The Jakarta Post 5 Jan 16;
The government is preparing to appeal a Palembang District Court verdict declaring that the operations of pulp producer PT Bumi Mekar Hijau (PT BMH) did not cause any environmental damage.
In the verdict delivered on Wednesday, the court said the evidence collected in the case against PT BMH failed to prove it illegally set fire to 20,000 hectares of its concession in Ogan Komering Ilir, South Sumatra, in 2014.
“We are preparing for the appeal,” said Environment and Forestry Minister Siti Nurbaya as quoted by kompas.com on Monday.
Siti said she was waiting for a copy of the court verdict.
The lawsuit lodged by the ministry sought Rp 7.8 trillion in damages, which would have been the largest financial award ever levied against a company accused of forest burning in the country, with the intention of sending a strong message to those responsible for the annual haze.
The court said no damage could be proven as the burned land was still fertile and had been replanted with acacia trees afterward.
The judges also failed to take into account the air pollution caused by the fire in the company’s concession.
The verdict on PT BMH has been criticized as it is deemed to set a bad precedent for similar cases that have yet to go to trial, with the government pursuing other companies allegedly responsible for forest fires that have eased on account of monsoon rains.
The government has sanctioned 23 companies over the fires, with three having land-use or environmental permits revoked while 16 had permits suspended.”
Government to Lodge Appeal Next Week in Forest Fire Case
Jakarta Globe 5 Jan 16;
Jakarta.

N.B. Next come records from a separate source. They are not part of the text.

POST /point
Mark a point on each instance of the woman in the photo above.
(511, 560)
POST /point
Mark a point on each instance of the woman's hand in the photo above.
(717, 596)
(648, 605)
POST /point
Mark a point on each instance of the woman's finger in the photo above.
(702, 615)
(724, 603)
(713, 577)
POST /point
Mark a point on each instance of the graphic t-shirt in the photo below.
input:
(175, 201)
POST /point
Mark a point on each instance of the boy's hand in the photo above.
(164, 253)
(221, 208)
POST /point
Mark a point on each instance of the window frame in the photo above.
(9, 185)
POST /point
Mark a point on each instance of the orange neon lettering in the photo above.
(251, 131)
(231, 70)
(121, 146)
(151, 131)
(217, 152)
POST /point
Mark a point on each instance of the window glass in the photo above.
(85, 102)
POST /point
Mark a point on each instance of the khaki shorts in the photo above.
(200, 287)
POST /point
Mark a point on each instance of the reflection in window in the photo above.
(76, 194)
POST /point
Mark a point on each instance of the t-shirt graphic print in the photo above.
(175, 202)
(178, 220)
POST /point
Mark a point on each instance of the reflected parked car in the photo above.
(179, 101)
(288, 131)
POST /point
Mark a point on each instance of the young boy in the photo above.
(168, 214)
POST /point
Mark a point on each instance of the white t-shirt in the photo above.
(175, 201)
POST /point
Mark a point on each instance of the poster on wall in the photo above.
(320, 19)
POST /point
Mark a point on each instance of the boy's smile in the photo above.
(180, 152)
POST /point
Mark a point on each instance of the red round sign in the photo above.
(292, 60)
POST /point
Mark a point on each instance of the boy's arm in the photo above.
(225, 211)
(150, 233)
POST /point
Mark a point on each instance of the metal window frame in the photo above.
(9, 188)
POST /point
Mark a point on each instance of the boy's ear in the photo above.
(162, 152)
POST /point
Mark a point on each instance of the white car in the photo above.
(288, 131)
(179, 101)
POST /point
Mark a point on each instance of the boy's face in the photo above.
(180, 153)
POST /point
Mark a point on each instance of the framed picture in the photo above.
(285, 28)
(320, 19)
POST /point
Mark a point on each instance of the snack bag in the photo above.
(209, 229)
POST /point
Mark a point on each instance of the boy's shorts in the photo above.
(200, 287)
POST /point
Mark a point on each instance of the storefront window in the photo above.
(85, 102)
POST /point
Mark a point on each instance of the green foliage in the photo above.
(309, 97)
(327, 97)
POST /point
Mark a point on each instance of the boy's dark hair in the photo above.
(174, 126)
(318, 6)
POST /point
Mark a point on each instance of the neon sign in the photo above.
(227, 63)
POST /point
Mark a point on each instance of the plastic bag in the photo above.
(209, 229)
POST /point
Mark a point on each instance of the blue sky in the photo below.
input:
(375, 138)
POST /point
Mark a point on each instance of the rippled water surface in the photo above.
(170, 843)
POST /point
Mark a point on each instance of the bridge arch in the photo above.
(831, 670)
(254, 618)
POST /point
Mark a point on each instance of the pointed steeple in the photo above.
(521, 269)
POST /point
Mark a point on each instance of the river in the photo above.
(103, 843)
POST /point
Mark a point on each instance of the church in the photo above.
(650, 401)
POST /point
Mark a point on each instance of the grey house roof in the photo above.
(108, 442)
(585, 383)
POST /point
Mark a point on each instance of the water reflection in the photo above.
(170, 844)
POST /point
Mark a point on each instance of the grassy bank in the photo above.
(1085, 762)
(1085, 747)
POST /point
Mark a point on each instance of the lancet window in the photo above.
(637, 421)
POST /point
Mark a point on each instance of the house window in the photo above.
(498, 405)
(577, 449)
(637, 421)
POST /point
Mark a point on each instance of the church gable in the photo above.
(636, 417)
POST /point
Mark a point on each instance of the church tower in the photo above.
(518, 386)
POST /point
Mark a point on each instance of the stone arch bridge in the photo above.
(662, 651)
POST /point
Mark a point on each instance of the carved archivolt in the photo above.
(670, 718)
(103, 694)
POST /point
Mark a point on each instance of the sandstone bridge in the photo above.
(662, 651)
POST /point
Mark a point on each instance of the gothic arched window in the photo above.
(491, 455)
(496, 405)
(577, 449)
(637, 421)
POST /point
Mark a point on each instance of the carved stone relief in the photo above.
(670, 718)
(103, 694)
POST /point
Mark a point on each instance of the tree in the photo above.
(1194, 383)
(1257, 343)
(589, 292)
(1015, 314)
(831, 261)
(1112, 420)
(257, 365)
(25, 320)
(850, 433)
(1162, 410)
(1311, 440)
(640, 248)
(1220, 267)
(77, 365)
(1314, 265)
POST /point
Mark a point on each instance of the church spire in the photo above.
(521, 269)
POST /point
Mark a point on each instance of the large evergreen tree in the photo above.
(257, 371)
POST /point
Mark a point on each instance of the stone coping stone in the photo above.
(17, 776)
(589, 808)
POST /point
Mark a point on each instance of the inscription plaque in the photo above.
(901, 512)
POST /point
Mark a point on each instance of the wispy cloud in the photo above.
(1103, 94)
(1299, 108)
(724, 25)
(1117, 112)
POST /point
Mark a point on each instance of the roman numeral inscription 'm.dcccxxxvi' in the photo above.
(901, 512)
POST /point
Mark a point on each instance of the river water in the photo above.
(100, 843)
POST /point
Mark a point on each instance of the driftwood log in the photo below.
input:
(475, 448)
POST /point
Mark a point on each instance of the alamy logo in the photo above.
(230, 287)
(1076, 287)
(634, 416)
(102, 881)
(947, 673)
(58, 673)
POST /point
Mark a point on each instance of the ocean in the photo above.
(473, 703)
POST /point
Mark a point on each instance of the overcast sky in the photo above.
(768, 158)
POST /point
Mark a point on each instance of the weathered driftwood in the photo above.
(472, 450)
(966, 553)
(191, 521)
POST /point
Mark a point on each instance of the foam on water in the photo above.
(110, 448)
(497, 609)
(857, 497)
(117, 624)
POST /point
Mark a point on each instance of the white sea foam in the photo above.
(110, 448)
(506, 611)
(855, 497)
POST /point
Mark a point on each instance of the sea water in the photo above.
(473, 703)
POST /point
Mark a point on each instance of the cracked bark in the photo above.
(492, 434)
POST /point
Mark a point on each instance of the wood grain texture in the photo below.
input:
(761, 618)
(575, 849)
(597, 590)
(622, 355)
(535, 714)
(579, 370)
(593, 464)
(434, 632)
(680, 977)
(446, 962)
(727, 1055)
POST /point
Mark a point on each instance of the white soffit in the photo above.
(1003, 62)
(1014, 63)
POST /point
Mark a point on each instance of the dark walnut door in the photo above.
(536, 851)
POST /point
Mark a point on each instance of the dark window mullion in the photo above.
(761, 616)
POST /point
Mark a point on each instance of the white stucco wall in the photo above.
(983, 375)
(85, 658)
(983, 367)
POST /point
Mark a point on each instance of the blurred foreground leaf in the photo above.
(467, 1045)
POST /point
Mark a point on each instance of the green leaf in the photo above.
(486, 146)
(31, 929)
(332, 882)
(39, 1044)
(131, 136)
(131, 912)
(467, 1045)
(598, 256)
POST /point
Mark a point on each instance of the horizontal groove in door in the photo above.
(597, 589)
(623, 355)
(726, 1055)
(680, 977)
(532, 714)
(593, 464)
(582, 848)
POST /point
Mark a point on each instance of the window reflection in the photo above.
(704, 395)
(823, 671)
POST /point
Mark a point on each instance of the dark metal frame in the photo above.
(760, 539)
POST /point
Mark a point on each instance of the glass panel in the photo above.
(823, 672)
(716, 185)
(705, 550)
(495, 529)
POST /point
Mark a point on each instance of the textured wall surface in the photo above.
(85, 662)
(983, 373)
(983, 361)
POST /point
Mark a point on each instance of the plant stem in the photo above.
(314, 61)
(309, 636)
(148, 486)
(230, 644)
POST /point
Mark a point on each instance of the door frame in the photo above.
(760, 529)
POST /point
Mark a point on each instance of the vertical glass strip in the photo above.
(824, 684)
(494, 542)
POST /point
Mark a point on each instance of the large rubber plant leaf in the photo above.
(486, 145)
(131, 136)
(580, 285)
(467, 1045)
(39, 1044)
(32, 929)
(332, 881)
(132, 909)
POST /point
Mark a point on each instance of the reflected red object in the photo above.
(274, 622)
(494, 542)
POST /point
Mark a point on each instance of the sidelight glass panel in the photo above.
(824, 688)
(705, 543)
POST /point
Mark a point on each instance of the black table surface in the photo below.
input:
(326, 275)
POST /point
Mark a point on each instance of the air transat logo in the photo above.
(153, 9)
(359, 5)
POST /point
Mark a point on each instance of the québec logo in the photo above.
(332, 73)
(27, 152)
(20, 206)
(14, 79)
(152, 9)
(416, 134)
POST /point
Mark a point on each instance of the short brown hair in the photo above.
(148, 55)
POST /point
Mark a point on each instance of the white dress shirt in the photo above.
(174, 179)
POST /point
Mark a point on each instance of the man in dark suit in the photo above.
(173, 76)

The Environment and Forestry Ministry is planning to lodge an appeal next week against a recent decision by the Palembang District Court in South Sumatra which threw out a Rp 7.8 trillion ($565 million) lawsuit against Bumi Mekar Hijau, accused of practicing slash-and-burn forest clearing in 2014.
Herwinsyah, a lawyer for the ministry, told Tempo.co on Tuesday that the team of lawyers representing the government would meet ministry officials in Jakarta on Friday to discuss legal strategies for the appeal.
“On Monday we will lodge the appeal,” Herwinsyah said.
The plaintiff's lawyer refused to divulge the grounds of the appeal but added that the district court should have ruled in the government's favor given the evidence presented.
The Palembang District Court has been criticized for ruling in favor of Bumi Mekar Hijau last week, dismissing accusations made by the Environment and Forestry Ministry that it deliberately burned forests in its own concession area to make way for oil palms during the 2014 drought season.
The government had demanded the company pay a fine of Rp 2.6 trillion as well as conduct an environmental restoration of the damage done during the 2014 forest fires, worth another Rp 5.2 trillion.
The court, presided over by Judge Parlas Nababan, ruled however the government failed to prove that the company was directly responsible for the fire.
The court also dismissed claims of environmental damage caused to the company's concession area, saying that the area “can still be replanted with trees.”
Bumi Mekar Hijau was also accused of committing the same practices in 2015, contributing to forest fires that resulted in choking haze that for months affected hundreds of thousands of people in Kalimantan, Sumatra and neighboring Singapore and Malaysia.
The case for the company's purported violations in 2015 has not yet been brought to trial.